JERTIH: Shaari Abu Bakar, quite literally, owes his life to a fallen tree.

The 67-year-old recalls vividly that day in 1980 when he and five of his colleagues from the Police Field Force (PFF, now General Operations Force) had to take cover behind the tree as a hail of bullets flew overhead or thudded into the trunk.

Shaari said he and his colleagues were on an operation to locate communist guerillas near Kampung Lalang in Pengkalan Hulu, Grik, when they came under attack.

“We were attached to Platoon 3 of Company A. Almost as soon as we entered the jungle, about 6pm, we came under heavy fire from the enemy. But we reacted swiftly enough to reach a fallen tree beside a river, where we took cover.”

Shaari said the patrol were pinned down and knew it was only a matter of time before they were flanked by the communists and eliminated, so they radioed for help.

“Our colleagues rushed to our aid and began firing at the communists... after a while, the enemy retreated and escaped.
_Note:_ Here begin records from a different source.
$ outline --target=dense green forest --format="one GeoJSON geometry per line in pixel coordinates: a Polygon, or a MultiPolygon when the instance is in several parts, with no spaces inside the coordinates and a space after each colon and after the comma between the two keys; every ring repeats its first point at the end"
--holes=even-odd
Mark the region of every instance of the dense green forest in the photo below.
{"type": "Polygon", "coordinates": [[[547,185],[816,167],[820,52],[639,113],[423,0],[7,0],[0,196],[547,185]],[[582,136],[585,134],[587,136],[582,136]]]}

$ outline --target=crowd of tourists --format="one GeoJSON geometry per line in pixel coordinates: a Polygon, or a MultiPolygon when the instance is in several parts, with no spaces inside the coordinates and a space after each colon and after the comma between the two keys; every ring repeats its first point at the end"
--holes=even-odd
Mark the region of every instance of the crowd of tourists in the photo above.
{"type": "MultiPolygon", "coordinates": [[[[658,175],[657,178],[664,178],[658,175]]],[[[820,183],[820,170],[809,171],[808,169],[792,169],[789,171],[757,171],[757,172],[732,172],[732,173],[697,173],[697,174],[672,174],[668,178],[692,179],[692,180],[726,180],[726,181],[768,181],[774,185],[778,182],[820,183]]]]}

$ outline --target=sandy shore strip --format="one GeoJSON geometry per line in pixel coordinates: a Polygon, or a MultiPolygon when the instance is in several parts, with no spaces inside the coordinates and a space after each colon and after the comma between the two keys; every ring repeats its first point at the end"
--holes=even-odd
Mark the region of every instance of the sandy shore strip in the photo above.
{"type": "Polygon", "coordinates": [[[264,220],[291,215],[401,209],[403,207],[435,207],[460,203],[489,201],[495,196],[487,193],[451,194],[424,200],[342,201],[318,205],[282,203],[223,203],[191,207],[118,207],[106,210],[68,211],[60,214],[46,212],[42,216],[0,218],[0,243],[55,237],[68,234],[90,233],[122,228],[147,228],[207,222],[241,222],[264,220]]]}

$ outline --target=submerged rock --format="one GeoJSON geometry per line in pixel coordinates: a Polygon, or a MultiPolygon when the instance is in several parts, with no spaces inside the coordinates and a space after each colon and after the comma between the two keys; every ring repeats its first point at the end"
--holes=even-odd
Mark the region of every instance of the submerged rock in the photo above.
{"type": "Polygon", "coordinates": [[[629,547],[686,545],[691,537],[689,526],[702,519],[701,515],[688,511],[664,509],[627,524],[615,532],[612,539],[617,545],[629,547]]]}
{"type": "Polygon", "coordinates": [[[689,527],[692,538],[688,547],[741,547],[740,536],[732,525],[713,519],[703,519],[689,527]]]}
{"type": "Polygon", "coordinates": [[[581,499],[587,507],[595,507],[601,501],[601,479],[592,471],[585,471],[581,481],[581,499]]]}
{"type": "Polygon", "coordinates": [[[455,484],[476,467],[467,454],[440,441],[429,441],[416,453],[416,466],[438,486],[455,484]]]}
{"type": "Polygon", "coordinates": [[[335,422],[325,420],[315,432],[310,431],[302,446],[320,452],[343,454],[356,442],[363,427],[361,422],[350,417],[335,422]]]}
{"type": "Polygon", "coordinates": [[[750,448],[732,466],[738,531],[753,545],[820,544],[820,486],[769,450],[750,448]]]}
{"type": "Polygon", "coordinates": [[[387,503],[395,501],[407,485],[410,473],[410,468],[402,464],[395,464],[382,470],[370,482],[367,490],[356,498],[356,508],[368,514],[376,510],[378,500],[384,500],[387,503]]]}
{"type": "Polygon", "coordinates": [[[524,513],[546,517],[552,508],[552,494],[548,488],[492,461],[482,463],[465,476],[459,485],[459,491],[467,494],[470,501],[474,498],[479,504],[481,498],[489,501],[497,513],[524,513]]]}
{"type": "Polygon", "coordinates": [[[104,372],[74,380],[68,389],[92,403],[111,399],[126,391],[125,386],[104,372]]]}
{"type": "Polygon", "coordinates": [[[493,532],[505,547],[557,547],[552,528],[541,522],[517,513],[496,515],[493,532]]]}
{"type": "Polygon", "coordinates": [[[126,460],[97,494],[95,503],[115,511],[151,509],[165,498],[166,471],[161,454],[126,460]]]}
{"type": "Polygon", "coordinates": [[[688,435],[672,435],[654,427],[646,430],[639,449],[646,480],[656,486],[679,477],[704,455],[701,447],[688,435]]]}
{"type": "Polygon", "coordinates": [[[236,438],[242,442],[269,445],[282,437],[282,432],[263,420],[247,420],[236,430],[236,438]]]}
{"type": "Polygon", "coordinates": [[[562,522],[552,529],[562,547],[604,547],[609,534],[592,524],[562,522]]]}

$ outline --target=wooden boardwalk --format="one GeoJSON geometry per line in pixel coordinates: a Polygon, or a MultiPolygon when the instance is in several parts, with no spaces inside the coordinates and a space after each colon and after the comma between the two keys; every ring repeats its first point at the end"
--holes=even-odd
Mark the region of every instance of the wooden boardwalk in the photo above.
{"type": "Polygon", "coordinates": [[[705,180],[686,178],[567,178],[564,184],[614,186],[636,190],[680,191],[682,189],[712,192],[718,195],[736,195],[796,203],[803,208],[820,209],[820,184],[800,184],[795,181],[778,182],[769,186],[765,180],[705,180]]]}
“If it wasn’t for that fallen tree, we would not have had anywhere else to take cover and we would have been killed by the communists. When daylight broke the following day, we began tracking the group of communists and found remnants of clothing and a hat with traces of blood, so we know we wounded at least one of them,” he said when met at his home in Taman Seri Sepakat.

Shaari said his experience battling the communists in the jungle was still fresh in his memory as it was a life or death fight to defend the country.

“After a three-month basic training course in Kuala Lumpur in 1967, I was attached to the PFF in Ulu Kinta, Perak. Throughout my attachment, I took part in three operations to track the movements of the communists — the one in Grik, one more in Raub, Pahang and another in Gua Musang, Kelantan.”

Shaari said he retired from the police force in 1995, and was given a certificate of appreciation by the then inspector-general of police (IGP), Tan Sri Abdul Rahim Noor.

As deputy IGP six years earlier, Rahim had played a key role in the eventual signing of the Hat Yai Peace Accord between Malaysia and the Communist Party of Malaya, ending hostilities which had begun in earnest in 1948 with the murders of three European plantation managers in Sungai Siput, Perak.